By CHRIS EBERHART
Nearly half of Harrison’s Board of Education will be comprised of new faces come the start of the 2014-2015 school year after three incumbents have decided not to run for re-election.
Three seats will be vacated by current school board trustees Paul Curtis, Philip Silano and David Singer.
In Harrison, candidates for the Board of Education run for a specific seat. In this case, Kelly Mulvoy Mangan, 44, is looking to fill Curtis’ seat, Melinda Wolverton, 45, is seeking to fill Silano’s seat and Robert Sullivan, Jr., 53, will look to succeed Singer.
The candidates applauded the departing board members’ body of work and said they want to build on the foundation they laid.
“I have been supportive of the current board and the three board members who are now stepping down,” Sullivan, a patent attorney for Fish & Richardson P.C. and a married father of two Harrison school district students and a Harrison high school graduate, said. “Over the last 10 years, the board has maintained and improved that quality of education in all six of our schools while finding cost efficiencies to minimize tax increase.”
Sullivan said he has familiarity with the budget and the budget process having served as a member of the citizens budget advisory committee for the past 10 years. He believes that knowledge coupled with his experience as an attorney makes him an ideal candidate for the board.
If elected, Sullivan said his first priority will be school maintenance and capital improvements, which he said has been “a looming issue for the district.”
“We need to work on improving our structural facilities in a cost-efficient manner,” Sullivan said. “As time goes by, we will face increased maintenance and repair costs. Addressing these issues now in a targeted fashion will save money in the long run while providing the district with the facilities we need for the future.”
Funds dedicated toward capital repairs and maintenance work saw a reduction of $650,000 in the 2014-2015 budget to keep the school district in-line with the state mandated 3.42 percent tax levy cap.
Sullivan said the cap, along with unfunded state mandates, is the board’s biggest challenge in its quest to provide Harrison students with a quality education.
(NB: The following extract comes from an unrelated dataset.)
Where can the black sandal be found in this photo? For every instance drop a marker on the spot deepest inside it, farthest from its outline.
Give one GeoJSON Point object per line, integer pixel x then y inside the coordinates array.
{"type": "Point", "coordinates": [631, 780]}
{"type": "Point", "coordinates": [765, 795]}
That sentiment was echoed by Mangan, who said the state constraints are “impacting the district’s ability to execute the vision and goals it has of providing the children of Harrison with the best education possible.”
“The state seems to be trying to remove local control of school districts by tying the hands of school boards and impairing their ability to do what they think is right for their community and their children,” said Mangan, a retired lawyer and stay-at-home mom.
With a student in the fifth grade and twins in the second grade, all three of which attend Harrison Avenue Sc-hool, Mangan said she feels she can bring the perspective of parents of younger children to the board. She said she hopes to create a “community voice” to lobby lawmakers to do away with the gap elimination adjustment, which is anticipated state aid that is withheld by the state to balance its budget.
“I think we need to do a better job of making the community—in Harrison and beyond—aware of the successes and improvements in the school district,” Mangan said. “I also think we need to make the community understand the enormous difficulties created by the state government and create a voice letting Albany know we deserve the money that they have taken for our schools.”
Wolverton has been involved in the Harrison school district for the past eight years as a volunteer, serving as the treasurer of the PTA and class parent. She currently serves as the co-chair of the 5th Grade Committee for the Harrison Avenue School.
She believes her background in finance and operations as a small-business consultant will be an asset to the board.
“The biggest challenge is how to maintain our instructional programs while working within the tax cap and state mandates,” Wolverton said. “My focus in the beginning will be to gain a deeper understanding of budget challenges and the constraints of achieving long-term fiscal stability in the face of the tax cap.”
The school board election and budget vote will be held on May 20.